Self-care methods adjusted to underlying causes.
Data Collection
Nursing History:
Last menstrual period, open communication, both subjective and objective data.
Physical Examination: Essential for comprehensive assessment.
Nursing Problems and Diagnosis
For Dysmenorrhea
Nursing problems may include acute pain and ineffective coping.
For DUB
Common nursing problems include:
Anxiety
Risk for ineffective perfusion (blood loss related)
Fatigue due to blood loss
Sexual Dysfunction (NANDA-I ©2012) guidelines followed.
Planning by RN
Goals may include:
Reduced pain/discomfort
Increased comfort and rest
Enhanced iron-rich food intake
Comfort discussing sexual dysfunction
Identifying coping strategies
Maintaining a symptom journal.
Implementation
Pain Relief Strategies
Teach effective pharmacologic/non-pharmacologic self-care methods:
Use of heat, relaxation, and exercise.
Anxiety Relief
Discuss test results:
Provide information on causes, treatments, risks, and prognosis.

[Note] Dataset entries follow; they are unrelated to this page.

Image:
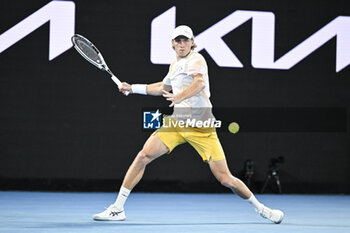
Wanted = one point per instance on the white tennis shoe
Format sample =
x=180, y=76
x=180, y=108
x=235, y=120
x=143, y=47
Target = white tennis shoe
x=275, y=216
x=110, y=214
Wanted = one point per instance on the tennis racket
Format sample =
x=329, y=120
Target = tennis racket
x=89, y=51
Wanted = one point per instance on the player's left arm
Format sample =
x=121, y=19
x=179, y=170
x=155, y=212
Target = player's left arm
x=197, y=86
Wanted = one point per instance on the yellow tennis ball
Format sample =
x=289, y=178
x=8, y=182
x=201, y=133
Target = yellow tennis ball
x=233, y=127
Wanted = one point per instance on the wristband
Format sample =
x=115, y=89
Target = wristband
x=139, y=89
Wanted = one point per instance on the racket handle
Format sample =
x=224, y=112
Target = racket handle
x=119, y=83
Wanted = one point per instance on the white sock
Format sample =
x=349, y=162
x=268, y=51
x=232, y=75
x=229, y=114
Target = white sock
x=122, y=196
x=252, y=200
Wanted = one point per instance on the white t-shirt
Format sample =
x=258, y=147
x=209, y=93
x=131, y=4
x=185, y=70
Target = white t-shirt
x=180, y=78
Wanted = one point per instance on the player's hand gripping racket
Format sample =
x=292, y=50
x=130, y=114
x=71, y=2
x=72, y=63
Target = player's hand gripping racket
x=93, y=55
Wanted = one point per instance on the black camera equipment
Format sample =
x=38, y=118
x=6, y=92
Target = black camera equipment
x=274, y=174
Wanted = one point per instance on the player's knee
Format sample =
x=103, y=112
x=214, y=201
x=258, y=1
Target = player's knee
x=144, y=156
x=228, y=181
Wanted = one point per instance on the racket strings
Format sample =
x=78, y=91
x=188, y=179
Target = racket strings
x=89, y=51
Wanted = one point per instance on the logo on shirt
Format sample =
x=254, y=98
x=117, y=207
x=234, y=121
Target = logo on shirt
x=152, y=119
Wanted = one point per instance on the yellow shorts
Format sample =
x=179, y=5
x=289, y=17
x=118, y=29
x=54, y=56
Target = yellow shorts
x=204, y=140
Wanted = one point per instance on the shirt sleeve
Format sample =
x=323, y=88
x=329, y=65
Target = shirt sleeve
x=196, y=66
x=166, y=79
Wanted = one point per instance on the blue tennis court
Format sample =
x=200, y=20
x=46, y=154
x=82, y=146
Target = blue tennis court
x=158, y=212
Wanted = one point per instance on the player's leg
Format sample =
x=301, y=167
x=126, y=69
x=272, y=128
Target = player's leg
x=224, y=176
x=152, y=149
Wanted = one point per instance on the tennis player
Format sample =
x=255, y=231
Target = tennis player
x=189, y=82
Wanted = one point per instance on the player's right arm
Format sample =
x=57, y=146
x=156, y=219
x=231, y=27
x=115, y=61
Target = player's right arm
x=150, y=89
x=157, y=88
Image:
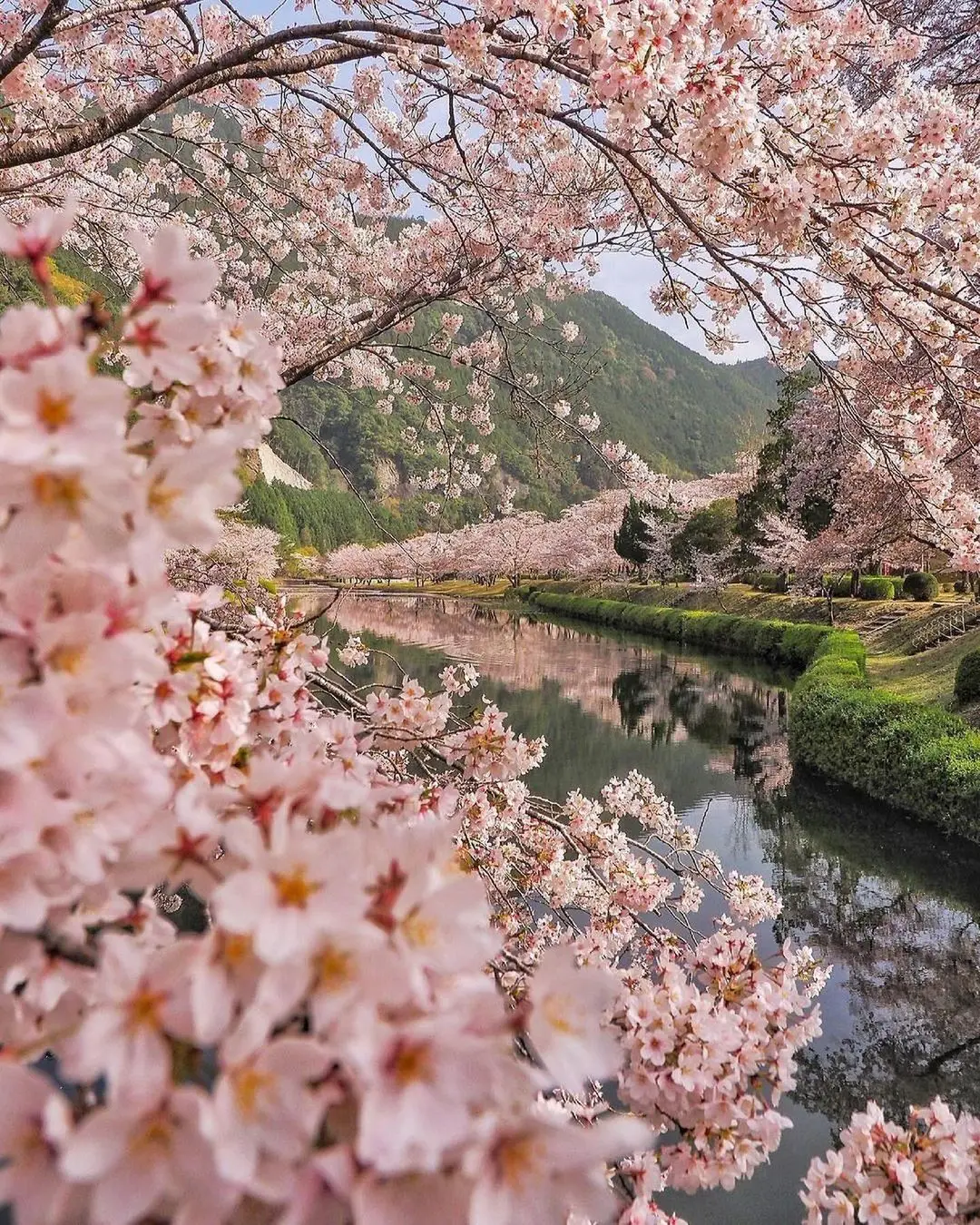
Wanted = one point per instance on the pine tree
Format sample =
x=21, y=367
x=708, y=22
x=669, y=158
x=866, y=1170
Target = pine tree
x=632, y=539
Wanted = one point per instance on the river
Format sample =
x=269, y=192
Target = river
x=893, y=906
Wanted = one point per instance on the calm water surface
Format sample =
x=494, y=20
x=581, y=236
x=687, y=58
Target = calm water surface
x=893, y=906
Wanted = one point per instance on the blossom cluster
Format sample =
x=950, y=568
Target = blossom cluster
x=270, y=947
x=924, y=1172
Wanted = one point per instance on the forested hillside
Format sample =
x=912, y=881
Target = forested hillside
x=680, y=412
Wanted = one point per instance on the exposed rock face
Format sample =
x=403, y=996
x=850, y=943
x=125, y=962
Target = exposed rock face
x=265, y=462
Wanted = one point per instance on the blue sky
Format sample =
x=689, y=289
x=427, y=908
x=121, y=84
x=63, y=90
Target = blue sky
x=629, y=279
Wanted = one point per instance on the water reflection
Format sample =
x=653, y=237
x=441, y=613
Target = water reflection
x=893, y=906
x=897, y=909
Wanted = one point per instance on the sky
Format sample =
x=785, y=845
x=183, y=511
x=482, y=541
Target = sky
x=629, y=279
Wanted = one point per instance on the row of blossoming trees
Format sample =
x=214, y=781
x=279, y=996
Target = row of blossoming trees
x=580, y=543
x=378, y=1014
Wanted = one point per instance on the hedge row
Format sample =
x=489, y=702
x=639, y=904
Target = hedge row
x=779, y=642
x=917, y=759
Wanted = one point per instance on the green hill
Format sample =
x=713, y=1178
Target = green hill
x=679, y=410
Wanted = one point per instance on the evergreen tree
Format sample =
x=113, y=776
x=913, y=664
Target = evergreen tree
x=769, y=494
x=632, y=541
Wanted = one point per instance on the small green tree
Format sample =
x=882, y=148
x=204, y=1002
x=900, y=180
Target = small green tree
x=769, y=493
x=710, y=529
x=632, y=541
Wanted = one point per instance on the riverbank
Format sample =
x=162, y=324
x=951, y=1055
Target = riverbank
x=910, y=755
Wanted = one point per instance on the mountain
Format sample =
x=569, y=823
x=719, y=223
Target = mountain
x=680, y=412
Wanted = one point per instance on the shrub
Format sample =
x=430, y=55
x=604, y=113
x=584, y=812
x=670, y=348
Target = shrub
x=966, y=685
x=919, y=759
x=876, y=587
x=769, y=582
x=921, y=585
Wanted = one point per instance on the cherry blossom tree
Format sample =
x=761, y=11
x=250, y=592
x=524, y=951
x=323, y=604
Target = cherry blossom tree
x=324, y=1038
x=528, y=140
x=241, y=564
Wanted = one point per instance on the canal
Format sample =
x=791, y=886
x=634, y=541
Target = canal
x=893, y=906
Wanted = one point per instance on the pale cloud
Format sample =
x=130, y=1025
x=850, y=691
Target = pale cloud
x=629, y=279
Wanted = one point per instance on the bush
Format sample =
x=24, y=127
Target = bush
x=778, y=642
x=769, y=582
x=917, y=759
x=921, y=585
x=966, y=685
x=876, y=587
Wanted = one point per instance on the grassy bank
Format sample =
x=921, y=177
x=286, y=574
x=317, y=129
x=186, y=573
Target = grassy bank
x=914, y=756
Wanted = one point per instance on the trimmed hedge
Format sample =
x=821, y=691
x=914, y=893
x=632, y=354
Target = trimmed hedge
x=966, y=685
x=875, y=587
x=917, y=759
x=921, y=585
x=779, y=642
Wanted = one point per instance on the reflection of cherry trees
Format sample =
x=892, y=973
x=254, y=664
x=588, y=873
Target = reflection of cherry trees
x=524, y=653
x=744, y=720
x=892, y=906
x=898, y=913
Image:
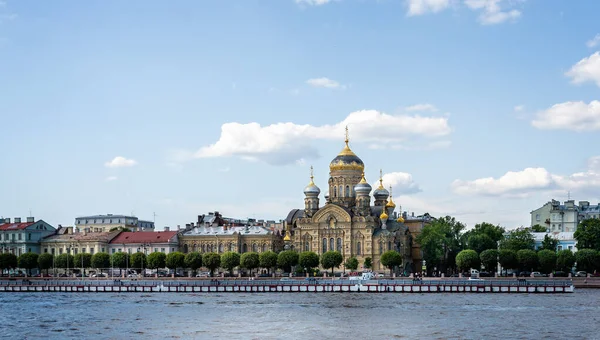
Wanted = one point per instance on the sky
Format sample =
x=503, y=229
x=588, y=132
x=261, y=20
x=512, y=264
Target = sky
x=478, y=109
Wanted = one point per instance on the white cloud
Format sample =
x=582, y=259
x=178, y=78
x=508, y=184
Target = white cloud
x=594, y=41
x=587, y=69
x=576, y=116
x=285, y=143
x=421, y=108
x=523, y=183
x=325, y=82
x=402, y=183
x=313, y=2
x=420, y=7
x=120, y=162
x=491, y=11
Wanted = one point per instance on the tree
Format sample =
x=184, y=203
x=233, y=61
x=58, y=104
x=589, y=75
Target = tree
x=250, y=261
x=101, y=260
x=45, y=261
x=518, y=239
x=211, y=261
x=82, y=260
x=539, y=229
x=565, y=259
x=391, y=259
x=588, y=234
x=467, y=259
x=587, y=259
x=308, y=260
x=351, y=263
x=193, y=261
x=489, y=259
x=156, y=260
x=230, y=260
x=528, y=259
x=28, y=261
x=368, y=263
x=286, y=260
x=441, y=241
x=175, y=260
x=268, y=260
x=120, y=260
x=64, y=261
x=547, y=260
x=549, y=243
x=138, y=260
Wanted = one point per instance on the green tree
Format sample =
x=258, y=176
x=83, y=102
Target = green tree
x=528, y=259
x=120, y=260
x=286, y=260
x=268, y=260
x=368, y=263
x=588, y=234
x=28, y=261
x=193, y=261
x=518, y=239
x=64, y=261
x=101, y=260
x=587, y=259
x=175, y=260
x=331, y=259
x=391, y=259
x=211, y=261
x=230, y=260
x=467, y=259
x=45, y=261
x=549, y=243
x=250, y=261
x=156, y=260
x=441, y=241
x=508, y=259
x=351, y=263
x=138, y=260
x=565, y=259
x=547, y=260
x=489, y=259
x=308, y=260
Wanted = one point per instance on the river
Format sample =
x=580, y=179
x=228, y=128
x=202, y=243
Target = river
x=299, y=316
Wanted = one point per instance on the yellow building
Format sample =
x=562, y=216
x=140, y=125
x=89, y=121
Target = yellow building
x=348, y=223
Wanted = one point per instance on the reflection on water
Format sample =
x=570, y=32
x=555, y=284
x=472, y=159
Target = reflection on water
x=299, y=316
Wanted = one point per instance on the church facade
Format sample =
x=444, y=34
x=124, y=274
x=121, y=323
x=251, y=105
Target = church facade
x=353, y=221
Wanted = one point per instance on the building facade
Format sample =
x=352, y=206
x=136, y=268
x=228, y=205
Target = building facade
x=146, y=242
x=348, y=222
x=22, y=237
x=105, y=223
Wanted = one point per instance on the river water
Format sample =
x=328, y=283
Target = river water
x=299, y=316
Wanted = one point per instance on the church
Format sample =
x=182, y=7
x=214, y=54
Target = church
x=355, y=220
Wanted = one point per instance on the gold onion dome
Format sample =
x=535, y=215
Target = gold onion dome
x=346, y=159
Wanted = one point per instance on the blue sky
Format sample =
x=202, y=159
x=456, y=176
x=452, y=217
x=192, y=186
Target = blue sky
x=480, y=109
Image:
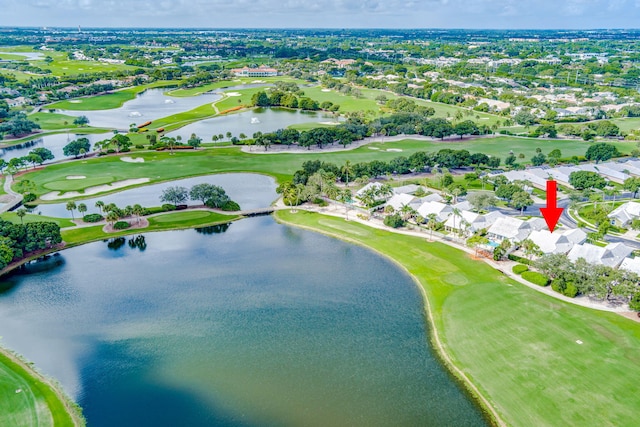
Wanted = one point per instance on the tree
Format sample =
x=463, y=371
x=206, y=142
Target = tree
x=21, y=213
x=74, y=148
x=601, y=151
x=71, y=206
x=81, y=121
x=194, y=141
x=581, y=180
x=521, y=200
x=632, y=184
x=175, y=195
x=44, y=153
x=480, y=201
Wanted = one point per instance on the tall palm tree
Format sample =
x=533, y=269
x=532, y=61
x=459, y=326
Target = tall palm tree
x=71, y=206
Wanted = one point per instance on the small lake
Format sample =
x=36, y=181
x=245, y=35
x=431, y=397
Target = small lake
x=151, y=104
x=257, y=324
x=250, y=191
x=55, y=143
x=248, y=122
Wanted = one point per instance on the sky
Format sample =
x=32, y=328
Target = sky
x=490, y=14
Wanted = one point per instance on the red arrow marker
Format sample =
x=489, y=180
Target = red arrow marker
x=552, y=212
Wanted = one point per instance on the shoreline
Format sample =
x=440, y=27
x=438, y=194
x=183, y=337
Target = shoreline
x=486, y=408
x=72, y=408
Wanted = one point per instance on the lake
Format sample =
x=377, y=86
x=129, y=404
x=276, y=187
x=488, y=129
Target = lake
x=248, y=122
x=149, y=105
x=257, y=324
x=249, y=190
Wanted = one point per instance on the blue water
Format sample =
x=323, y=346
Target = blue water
x=260, y=324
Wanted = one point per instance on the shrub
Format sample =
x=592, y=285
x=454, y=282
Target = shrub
x=519, y=259
x=121, y=225
x=92, y=218
x=520, y=268
x=564, y=288
x=394, y=221
x=29, y=197
x=535, y=278
x=231, y=206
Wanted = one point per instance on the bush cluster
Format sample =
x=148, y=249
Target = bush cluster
x=92, y=218
x=519, y=268
x=535, y=278
x=121, y=225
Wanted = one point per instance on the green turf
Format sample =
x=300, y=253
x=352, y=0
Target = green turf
x=35, y=405
x=11, y=216
x=516, y=345
x=167, y=221
x=161, y=166
x=109, y=101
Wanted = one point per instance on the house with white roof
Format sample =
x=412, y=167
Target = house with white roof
x=440, y=210
x=398, y=201
x=625, y=213
x=509, y=228
x=631, y=264
x=611, y=255
x=558, y=242
x=466, y=222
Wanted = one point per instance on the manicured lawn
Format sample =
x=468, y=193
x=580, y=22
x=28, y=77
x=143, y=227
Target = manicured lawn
x=35, y=405
x=516, y=345
x=108, y=101
x=62, y=222
x=161, y=166
x=167, y=221
x=53, y=121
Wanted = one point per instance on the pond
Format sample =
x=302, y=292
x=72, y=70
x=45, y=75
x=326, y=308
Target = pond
x=248, y=122
x=150, y=105
x=250, y=191
x=55, y=143
x=257, y=324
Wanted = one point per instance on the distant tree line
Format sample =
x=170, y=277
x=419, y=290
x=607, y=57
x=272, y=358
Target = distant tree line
x=18, y=240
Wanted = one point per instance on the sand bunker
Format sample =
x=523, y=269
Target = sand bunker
x=132, y=159
x=55, y=195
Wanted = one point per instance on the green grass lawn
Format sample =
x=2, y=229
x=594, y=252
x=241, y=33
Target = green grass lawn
x=167, y=221
x=36, y=405
x=11, y=216
x=108, y=101
x=516, y=345
x=161, y=166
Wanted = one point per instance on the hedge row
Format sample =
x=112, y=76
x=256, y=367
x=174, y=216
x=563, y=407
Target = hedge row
x=535, y=278
x=519, y=268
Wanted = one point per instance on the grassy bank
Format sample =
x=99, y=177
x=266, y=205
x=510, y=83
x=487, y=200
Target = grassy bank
x=162, y=166
x=517, y=346
x=164, y=222
x=26, y=399
x=107, y=101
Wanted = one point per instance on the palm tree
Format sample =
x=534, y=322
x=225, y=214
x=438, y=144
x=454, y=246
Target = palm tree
x=346, y=169
x=138, y=211
x=82, y=208
x=432, y=224
x=71, y=206
x=21, y=213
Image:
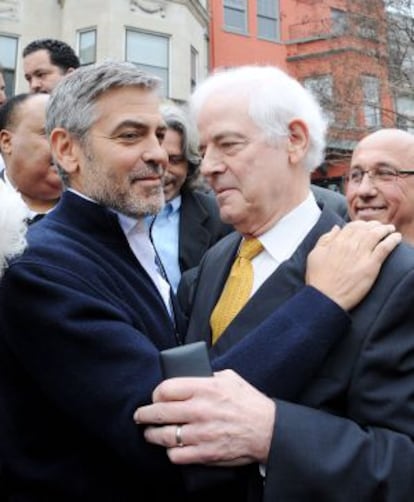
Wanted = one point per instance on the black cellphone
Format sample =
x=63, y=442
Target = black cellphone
x=186, y=360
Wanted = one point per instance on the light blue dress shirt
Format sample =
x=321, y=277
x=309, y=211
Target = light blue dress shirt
x=164, y=231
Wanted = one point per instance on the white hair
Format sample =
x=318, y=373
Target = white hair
x=274, y=100
x=13, y=214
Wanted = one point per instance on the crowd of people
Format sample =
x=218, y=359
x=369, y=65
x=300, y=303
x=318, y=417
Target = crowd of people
x=124, y=228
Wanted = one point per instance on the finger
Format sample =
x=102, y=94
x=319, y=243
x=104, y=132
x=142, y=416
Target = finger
x=178, y=388
x=163, y=413
x=163, y=436
x=384, y=247
x=325, y=239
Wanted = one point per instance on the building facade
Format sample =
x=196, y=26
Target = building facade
x=167, y=37
x=339, y=49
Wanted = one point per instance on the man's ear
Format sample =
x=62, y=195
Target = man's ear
x=65, y=149
x=298, y=140
x=6, y=141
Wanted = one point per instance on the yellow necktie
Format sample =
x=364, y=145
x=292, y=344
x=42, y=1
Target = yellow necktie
x=237, y=289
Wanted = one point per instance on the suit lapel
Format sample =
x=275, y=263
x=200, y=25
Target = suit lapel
x=279, y=287
x=214, y=269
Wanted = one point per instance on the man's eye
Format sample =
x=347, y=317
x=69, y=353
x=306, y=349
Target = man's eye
x=355, y=175
x=386, y=172
x=161, y=136
x=128, y=136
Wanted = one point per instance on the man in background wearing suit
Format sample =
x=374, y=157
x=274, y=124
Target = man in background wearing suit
x=380, y=182
x=46, y=61
x=29, y=166
x=189, y=223
x=348, y=434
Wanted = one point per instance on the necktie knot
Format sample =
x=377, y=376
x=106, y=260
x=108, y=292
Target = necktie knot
x=250, y=248
x=237, y=289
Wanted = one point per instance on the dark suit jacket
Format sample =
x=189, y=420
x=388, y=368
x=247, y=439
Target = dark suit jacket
x=348, y=434
x=81, y=326
x=329, y=198
x=200, y=227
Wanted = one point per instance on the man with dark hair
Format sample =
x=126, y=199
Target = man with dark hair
x=46, y=61
x=189, y=223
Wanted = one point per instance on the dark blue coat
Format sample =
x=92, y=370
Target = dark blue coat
x=81, y=326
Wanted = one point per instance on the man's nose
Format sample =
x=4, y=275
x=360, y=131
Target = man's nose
x=212, y=162
x=154, y=153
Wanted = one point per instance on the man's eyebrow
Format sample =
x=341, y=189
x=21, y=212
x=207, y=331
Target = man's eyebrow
x=226, y=134
x=376, y=164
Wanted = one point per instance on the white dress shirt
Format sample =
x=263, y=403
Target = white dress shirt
x=282, y=240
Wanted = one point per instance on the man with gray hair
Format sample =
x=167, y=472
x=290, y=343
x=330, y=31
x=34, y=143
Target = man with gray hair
x=348, y=434
x=84, y=311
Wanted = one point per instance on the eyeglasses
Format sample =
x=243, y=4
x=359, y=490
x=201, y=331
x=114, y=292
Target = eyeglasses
x=175, y=160
x=380, y=174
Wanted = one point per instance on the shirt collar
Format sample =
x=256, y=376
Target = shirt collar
x=175, y=203
x=282, y=240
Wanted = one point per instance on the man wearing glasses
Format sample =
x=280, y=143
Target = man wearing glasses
x=380, y=184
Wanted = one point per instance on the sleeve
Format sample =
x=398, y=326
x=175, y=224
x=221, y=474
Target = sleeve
x=84, y=356
x=298, y=335
x=358, y=444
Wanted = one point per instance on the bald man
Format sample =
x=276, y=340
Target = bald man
x=381, y=182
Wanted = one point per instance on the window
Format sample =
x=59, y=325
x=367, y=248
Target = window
x=370, y=89
x=339, y=22
x=367, y=28
x=405, y=111
x=194, y=68
x=8, y=55
x=267, y=19
x=149, y=52
x=321, y=86
x=235, y=15
x=87, y=46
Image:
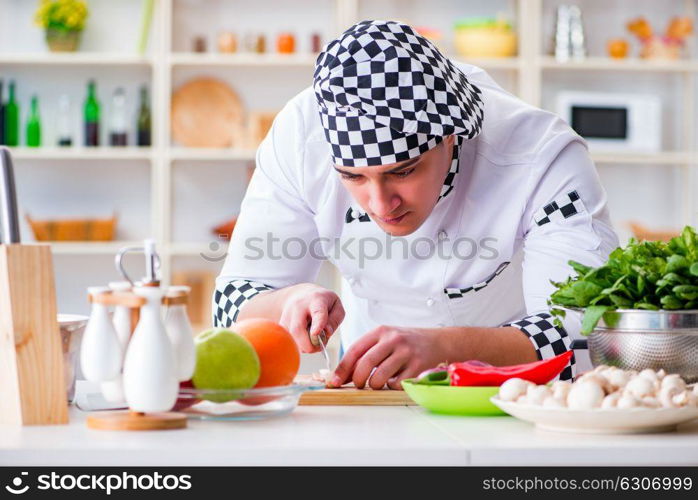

Evaluate coping strategies and support systems.
Promoting Sexual Function
Information on sexual activity during menstruation.
Opportunities for clients to express concerns about sexual functioning.
Advise on lifestyle alterations and encourage rest periods;
Discuss alternative methods for sexual expression.
Evaluation
Expected Outcomes
Clients report:
Less pain, allowing ADLs
Reduced anxiety
Less fatigue
Return to baseline menstruation
Capability to participate in sexual activities without symptoms.